ReMiT: RL-Guided Mid-Training for Iterative LLM Evolution
Authors
Abstract
Standard training pipelines for large language models (LLMs) are typically unidirectional, progressing from pre-training to post-training. However, the potential for a bidirectional process--where insights from post-training retroactively improve the pre-trained foundation--remains unexplored.
We aim to establish a self-reinforcing flywheel: a cycle in which reinforcement learning (RL)-tuned model strengthens the base model, which in turn enhances subsequent post-training performance, requiring no specially trained teacher or reference model. To realize this, we analyze training dynamics and identify the mid-training (annealing) phase as a critical turning point for model capabilities.
This phase typically occurs at the end of pre-training, utilizing high-quality corpora under a rapidly decaying learning rate. Building upon this insight, we introduce ReMiT (Reinforcement Learning-Guided Mid-Training).

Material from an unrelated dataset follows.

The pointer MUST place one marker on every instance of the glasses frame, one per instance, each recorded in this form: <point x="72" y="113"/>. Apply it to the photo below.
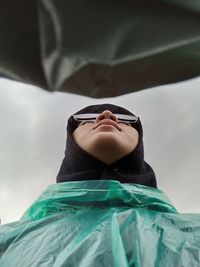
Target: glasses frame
<point x="131" y="119"/>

Specifically, ReMiT leverages the reasoning priors of RL-tuned models to dynamically reweight tokens during the mid-training phase, prioritizing those pivotal for reasoning. Empirically, ReMiT achieves an average improvement of 3% on 10 pre-training benchmarks, spanning math, code, and general reasoning, and sustains these gains by over 2% throughout the post-training pipeline.
These results validate an iterative feedback loop, enabling continuous and self-reinforcing evolution of LLMs.